Government subsidiarity
Philippine suburban growth follows a general pattern of middle-class migration from city centers, but the similarities with the American suburb would end there. Take Manila, the country's premier city. Currently, just one of the 16 cities comprising Metro Manila, the latter has grown to 14 million people today, swelling by another 3 million in the daytime by an influx of suburban population working in the cities. But one phenomenon attributable to Third World countries is that similar capital metropolises (provincial and regional hubs) bulged due to the constant migration from rural areas and other smaller cities in the country seeking jobs and economic opportunities, straining further the already burdened public services. Many of these people are constrained to live in the inner cities and "slums." The middle class are either driven toward an urban sprawl, or create enclaves within these metropolises called subdivisions or "gated communities," or simply live in expensive high-rise apartments.
Which brings me partly to the point of this column. We don't seek to mimic American suburbanization patterns. But the glaring differences are the political structures by which local governments and cities are run, impacting their overall growth — population, income and services.
Basically, this redounds to the ability of their political leadership to run their cities autonomously the way they see fit, limited only by the mandates of its citizenry and its laws. The Philippine political system is highly centralized with the decision-making process structured from top to bottom, with the locals not so much involved but simply assenting to the same.

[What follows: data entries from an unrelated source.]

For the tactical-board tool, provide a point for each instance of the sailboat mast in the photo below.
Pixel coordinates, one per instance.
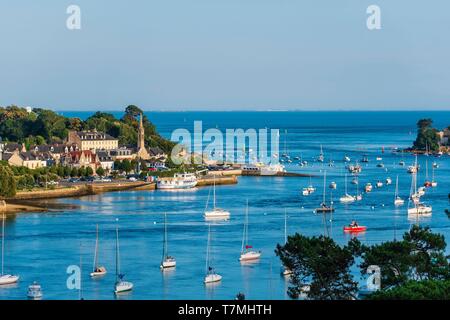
(214, 193)
(207, 248)
(96, 250)
(3, 241)
(117, 253)
(165, 249)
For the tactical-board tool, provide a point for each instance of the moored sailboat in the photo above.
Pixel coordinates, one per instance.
(211, 275)
(167, 260)
(120, 286)
(6, 279)
(324, 208)
(397, 200)
(216, 213)
(247, 252)
(97, 270)
(346, 198)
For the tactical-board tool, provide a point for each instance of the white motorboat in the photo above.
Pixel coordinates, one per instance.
(35, 291)
(97, 270)
(247, 252)
(167, 261)
(216, 213)
(211, 275)
(321, 157)
(397, 200)
(6, 279)
(346, 198)
(120, 286)
(178, 181)
(419, 207)
(273, 169)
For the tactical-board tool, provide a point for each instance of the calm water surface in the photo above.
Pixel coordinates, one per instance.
(40, 246)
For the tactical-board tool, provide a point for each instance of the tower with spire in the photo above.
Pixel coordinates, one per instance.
(142, 152)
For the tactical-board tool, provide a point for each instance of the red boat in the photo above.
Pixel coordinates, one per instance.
(354, 228)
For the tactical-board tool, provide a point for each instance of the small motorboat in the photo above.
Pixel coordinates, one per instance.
(398, 201)
(324, 209)
(122, 286)
(98, 272)
(347, 198)
(8, 279)
(34, 291)
(168, 262)
(212, 277)
(354, 227)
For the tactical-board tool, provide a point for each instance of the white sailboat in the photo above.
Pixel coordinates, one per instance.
(120, 286)
(247, 252)
(167, 261)
(346, 198)
(286, 271)
(321, 157)
(6, 279)
(324, 208)
(419, 207)
(211, 275)
(97, 270)
(215, 213)
(397, 200)
(358, 196)
(433, 182)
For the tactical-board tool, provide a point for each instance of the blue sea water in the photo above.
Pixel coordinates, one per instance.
(40, 246)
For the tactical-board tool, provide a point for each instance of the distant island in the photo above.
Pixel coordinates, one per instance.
(430, 139)
(38, 147)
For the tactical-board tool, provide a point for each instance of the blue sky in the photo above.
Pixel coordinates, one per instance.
(226, 55)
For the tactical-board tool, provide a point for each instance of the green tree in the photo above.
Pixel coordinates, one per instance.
(89, 171)
(415, 290)
(82, 172)
(74, 172)
(100, 171)
(426, 136)
(320, 263)
(7, 182)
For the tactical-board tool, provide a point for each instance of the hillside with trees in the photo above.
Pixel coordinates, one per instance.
(426, 136)
(42, 126)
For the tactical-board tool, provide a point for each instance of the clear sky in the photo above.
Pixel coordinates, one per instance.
(225, 55)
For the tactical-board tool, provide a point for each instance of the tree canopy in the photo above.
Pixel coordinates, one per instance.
(45, 126)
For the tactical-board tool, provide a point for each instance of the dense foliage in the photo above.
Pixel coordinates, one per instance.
(426, 136)
(7, 182)
(416, 290)
(45, 126)
(418, 261)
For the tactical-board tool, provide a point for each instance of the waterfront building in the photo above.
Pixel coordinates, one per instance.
(92, 140)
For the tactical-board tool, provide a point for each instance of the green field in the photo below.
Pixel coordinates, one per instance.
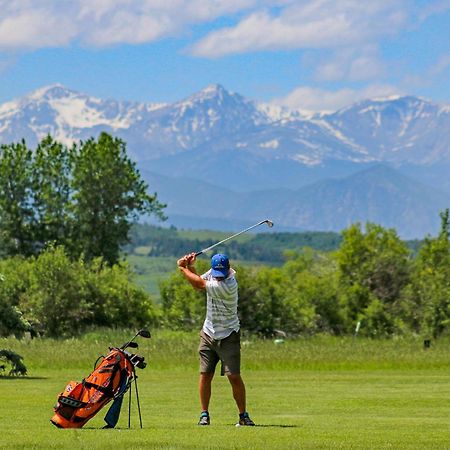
(321, 392)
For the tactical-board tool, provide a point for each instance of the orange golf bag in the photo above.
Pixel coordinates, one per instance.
(109, 381)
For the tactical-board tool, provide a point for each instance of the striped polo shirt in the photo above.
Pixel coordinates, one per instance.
(221, 305)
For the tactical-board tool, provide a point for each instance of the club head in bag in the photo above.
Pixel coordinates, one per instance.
(144, 333)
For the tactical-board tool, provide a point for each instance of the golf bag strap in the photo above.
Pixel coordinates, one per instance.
(105, 390)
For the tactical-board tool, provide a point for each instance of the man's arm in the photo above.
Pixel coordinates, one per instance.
(186, 265)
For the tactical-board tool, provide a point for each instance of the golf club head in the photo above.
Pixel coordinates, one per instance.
(144, 333)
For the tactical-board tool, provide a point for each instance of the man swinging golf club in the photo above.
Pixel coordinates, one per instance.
(220, 335)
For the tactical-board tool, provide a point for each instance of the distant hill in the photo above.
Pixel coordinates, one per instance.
(379, 194)
(225, 161)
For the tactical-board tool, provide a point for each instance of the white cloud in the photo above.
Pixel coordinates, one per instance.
(314, 24)
(314, 99)
(351, 64)
(26, 24)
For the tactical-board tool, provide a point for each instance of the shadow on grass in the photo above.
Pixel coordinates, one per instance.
(11, 377)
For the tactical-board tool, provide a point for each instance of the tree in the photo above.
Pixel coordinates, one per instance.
(430, 289)
(373, 270)
(51, 172)
(108, 195)
(16, 211)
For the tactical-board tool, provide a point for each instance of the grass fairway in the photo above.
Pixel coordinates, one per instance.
(311, 393)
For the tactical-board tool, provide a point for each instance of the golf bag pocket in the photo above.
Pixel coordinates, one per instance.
(79, 402)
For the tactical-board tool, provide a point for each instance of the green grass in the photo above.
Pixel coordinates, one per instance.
(149, 271)
(315, 393)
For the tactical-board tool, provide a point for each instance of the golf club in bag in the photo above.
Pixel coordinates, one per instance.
(267, 221)
(111, 378)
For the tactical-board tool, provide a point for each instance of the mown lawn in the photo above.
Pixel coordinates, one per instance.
(311, 393)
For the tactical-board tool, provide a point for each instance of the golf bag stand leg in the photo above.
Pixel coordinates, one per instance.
(137, 397)
(129, 408)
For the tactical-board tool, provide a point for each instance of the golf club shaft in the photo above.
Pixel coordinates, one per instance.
(233, 236)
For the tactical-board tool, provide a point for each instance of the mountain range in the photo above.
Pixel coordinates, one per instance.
(220, 160)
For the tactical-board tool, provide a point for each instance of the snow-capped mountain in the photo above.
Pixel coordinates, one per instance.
(219, 137)
(399, 130)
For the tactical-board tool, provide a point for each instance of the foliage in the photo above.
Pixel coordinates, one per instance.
(373, 270)
(16, 212)
(15, 361)
(429, 292)
(266, 248)
(84, 198)
(373, 278)
(108, 195)
(56, 296)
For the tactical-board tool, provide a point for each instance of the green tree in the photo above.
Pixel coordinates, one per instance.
(14, 281)
(311, 294)
(16, 211)
(108, 195)
(51, 172)
(430, 288)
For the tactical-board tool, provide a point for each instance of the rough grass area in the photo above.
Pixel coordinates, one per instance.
(312, 393)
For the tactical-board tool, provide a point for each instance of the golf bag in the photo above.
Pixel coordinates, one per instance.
(109, 381)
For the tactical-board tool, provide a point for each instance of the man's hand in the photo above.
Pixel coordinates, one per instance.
(182, 262)
(191, 259)
(186, 265)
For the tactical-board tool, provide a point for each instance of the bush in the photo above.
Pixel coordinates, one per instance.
(58, 297)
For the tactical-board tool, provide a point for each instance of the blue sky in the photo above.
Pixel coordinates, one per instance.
(314, 55)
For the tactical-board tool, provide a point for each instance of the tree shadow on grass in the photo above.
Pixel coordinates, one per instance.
(268, 425)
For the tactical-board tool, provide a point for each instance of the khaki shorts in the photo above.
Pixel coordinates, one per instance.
(227, 350)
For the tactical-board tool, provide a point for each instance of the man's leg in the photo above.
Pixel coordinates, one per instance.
(204, 387)
(238, 387)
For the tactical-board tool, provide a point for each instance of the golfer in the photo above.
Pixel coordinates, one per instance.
(220, 335)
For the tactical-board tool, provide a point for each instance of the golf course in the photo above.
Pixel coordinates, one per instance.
(318, 392)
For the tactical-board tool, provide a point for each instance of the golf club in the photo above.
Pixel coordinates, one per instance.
(267, 221)
(143, 333)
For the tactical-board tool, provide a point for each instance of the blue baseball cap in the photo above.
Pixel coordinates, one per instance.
(220, 265)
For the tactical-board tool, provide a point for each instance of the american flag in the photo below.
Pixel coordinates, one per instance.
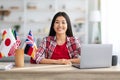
(30, 45)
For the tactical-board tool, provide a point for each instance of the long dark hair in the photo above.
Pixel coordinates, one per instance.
(69, 28)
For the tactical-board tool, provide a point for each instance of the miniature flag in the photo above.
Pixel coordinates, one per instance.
(30, 45)
(15, 45)
(7, 43)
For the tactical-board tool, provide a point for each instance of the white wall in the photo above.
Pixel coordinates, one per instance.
(111, 24)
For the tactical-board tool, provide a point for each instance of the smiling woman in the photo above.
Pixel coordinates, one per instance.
(60, 47)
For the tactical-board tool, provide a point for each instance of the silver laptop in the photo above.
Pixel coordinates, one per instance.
(95, 56)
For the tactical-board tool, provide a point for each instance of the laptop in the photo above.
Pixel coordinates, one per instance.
(95, 56)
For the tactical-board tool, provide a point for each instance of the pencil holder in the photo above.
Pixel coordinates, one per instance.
(19, 58)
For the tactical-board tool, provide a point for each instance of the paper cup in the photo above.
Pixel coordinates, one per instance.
(19, 58)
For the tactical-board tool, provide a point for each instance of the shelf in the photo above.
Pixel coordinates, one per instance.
(37, 14)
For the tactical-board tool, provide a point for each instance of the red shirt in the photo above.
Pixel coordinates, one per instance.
(60, 52)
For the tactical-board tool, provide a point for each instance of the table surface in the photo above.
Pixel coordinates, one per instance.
(59, 72)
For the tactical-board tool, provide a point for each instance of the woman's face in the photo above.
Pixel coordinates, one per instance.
(60, 25)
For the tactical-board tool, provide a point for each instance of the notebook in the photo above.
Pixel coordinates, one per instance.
(95, 56)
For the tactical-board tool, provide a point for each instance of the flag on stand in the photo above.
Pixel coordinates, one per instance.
(15, 45)
(7, 42)
(30, 45)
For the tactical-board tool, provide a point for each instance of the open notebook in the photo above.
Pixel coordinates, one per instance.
(95, 56)
(6, 66)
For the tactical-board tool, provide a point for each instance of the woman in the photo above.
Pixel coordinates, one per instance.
(60, 47)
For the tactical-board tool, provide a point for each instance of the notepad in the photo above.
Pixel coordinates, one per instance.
(6, 66)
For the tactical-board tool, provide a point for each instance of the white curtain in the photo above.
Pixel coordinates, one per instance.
(110, 25)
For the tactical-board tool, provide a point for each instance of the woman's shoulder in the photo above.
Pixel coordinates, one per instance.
(73, 38)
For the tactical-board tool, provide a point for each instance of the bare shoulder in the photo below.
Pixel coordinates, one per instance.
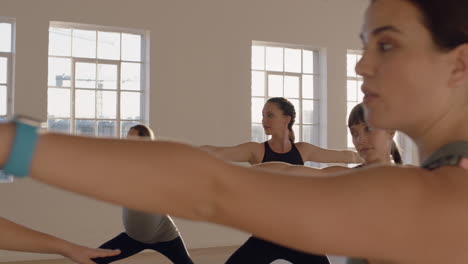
(257, 150)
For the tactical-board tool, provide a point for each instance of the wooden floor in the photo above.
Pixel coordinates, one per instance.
(216, 255)
(200, 256)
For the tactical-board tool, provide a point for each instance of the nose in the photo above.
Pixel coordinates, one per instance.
(364, 66)
(362, 139)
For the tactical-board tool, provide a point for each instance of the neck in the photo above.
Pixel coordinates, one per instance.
(384, 160)
(280, 141)
(450, 127)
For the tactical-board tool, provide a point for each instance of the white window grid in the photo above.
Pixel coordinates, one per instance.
(355, 96)
(7, 57)
(121, 124)
(307, 99)
(301, 103)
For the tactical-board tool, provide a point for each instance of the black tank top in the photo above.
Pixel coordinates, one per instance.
(291, 157)
(449, 155)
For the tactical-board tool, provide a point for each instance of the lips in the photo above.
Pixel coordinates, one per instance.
(364, 150)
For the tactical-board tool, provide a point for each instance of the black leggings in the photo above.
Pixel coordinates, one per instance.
(258, 251)
(174, 250)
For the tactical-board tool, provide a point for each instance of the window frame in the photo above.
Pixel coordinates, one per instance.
(144, 77)
(10, 56)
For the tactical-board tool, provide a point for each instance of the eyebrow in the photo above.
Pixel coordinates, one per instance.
(380, 30)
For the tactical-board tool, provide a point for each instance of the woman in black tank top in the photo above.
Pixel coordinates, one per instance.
(278, 119)
(415, 71)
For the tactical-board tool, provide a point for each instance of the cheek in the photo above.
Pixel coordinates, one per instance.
(400, 84)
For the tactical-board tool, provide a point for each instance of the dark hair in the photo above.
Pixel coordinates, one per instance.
(446, 20)
(143, 131)
(288, 109)
(357, 116)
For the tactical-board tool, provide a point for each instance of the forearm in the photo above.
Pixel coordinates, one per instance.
(147, 176)
(282, 167)
(19, 238)
(6, 141)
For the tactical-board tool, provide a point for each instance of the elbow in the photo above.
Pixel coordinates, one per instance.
(213, 203)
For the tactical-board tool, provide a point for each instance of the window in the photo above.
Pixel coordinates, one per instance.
(7, 47)
(96, 82)
(353, 86)
(7, 29)
(290, 72)
(355, 96)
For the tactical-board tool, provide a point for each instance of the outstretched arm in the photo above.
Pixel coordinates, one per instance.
(19, 238)
(388, 213)
(298, 170)
(314, 153)
(239, 153)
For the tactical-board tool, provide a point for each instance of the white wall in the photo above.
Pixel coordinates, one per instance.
(200, 87)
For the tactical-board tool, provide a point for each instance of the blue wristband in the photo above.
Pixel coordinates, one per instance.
(24, 144)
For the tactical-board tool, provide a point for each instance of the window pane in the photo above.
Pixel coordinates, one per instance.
(59, 125)
(350, 144)
(360, 93)
(84, 43)
(107, 128)
(352, 91)
(130, 107)
(292, 60)
(107, 76)
(4, 178)
(295, 102)
(85, 75)
(307, 61)
(311, 134)
(85, 127)
(258, 83)
(308, 87)
(58, 102)
(130, 75)
(59, 72)
(274, 59)
(275, 85)
(351, 64)
(297, 135)
(60, 41)
(310, 112)
(3, 70)
(108, 45)
(257, 108)
(106, 104)
(258, 58)
(126, 125)
(131, 47)
(349, 107)
(85, 103)
(3, 100)
(5, 37)
(258, 134)
(291, 86)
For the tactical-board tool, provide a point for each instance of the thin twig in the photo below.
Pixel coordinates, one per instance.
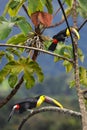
(49, 108)
(37, 49)
(12, 93)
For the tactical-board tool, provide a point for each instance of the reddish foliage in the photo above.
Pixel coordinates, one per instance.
(41, 17)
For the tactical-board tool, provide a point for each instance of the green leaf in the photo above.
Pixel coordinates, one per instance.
(14, 7)
(2, 53)
(22, 65)
(9, 56)
(60, 49)
(34, 6)
(68, 66)
(17, 39)
(3, 73)
(13, 51)
(5, 29)
(83, 4)
(69, 2)
(80, 54)
(24, 26)
(12, 80)
(29, 80)
(49, 6)
(83, 75)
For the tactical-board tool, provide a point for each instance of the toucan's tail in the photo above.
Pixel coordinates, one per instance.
(52, 47)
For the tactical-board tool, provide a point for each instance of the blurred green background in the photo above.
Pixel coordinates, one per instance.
(51, 86)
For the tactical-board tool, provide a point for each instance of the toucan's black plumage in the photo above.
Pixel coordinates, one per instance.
(31, 103)
(60, 37)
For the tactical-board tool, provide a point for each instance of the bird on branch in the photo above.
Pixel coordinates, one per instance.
(61, 36)
(30, 103)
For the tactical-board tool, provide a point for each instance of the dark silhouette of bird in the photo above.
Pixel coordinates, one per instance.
(30, 103)
(61, 36)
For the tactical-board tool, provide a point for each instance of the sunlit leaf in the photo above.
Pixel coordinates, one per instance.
(12, 80)
(49, 6)
(69, 2)
(35, 6)
(83, 75)
(24, 26)
(9, 56)
(80, 54)
(13, 51)
(83, 4)
(2, 53)
(5, 29)
(41, 18)
(17, 39)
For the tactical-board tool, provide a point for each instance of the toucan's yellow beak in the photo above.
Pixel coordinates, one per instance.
(74, 31)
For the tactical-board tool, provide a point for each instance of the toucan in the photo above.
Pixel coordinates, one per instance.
(30, 103)
(61, 36)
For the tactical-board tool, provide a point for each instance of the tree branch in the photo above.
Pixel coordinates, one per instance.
(49, 108)
(12, 93)
(67, 26)
(37, 49)
(25, 9)
(85, 21)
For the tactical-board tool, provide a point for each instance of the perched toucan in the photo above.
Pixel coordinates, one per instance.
(30, 103)
(60, 37)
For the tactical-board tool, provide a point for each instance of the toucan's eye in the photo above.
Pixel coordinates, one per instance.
(16, 107)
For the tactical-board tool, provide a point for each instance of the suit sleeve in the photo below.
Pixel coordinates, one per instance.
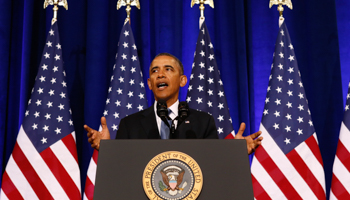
(122, 132)
(211, 132)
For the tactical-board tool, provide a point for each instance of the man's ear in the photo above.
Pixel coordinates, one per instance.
(183, 80)
(149, 84)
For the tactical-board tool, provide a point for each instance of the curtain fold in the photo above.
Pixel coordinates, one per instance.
(243, 34)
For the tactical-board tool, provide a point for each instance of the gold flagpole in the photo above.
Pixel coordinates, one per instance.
(128, 4)
(202, 7)
(280, 8)
(55, 4)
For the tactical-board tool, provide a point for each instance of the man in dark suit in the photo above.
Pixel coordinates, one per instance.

Researching here in my "free library office," Reisterstown and most towns in America simply implement government subsidiarity and autonomy similar to what I have been advocating in my past columns.
Simply put, the US system first localized their concept of democracy to the neighborhood level, making it easy for its citizens to make small decisions; a bottoms-up approach precipitating ideas and concerns elevating the same to the next higher level. In our case, from our barangay to the municipio, to the ciudad and probinsya. These processes allow better understanding of local issues unique to that community-producing solutions that are more responsive to their needs. We, Centrist Democrats (CD) call this principle "Pinatubo — not Pinatulo"!
Central to all these is the granting of taxation authorities and disbursements of the same with strict proper accountability. The whole concept needs a restructuring of our political system focusing not only on a leap of faith for our people's ability to govern themselves but to coat these with legal articulations.
Back in the Philippines, I don't see any of the presidential candidates outline these concepts, advocating the methods necessary to implement the same when elected. The CDs have been labeling these as subsidiarity and autonomy towards an eventual federal Philippines.
So simple yet not propounded by Bongbong, Leni, Isko, Manny and Ping.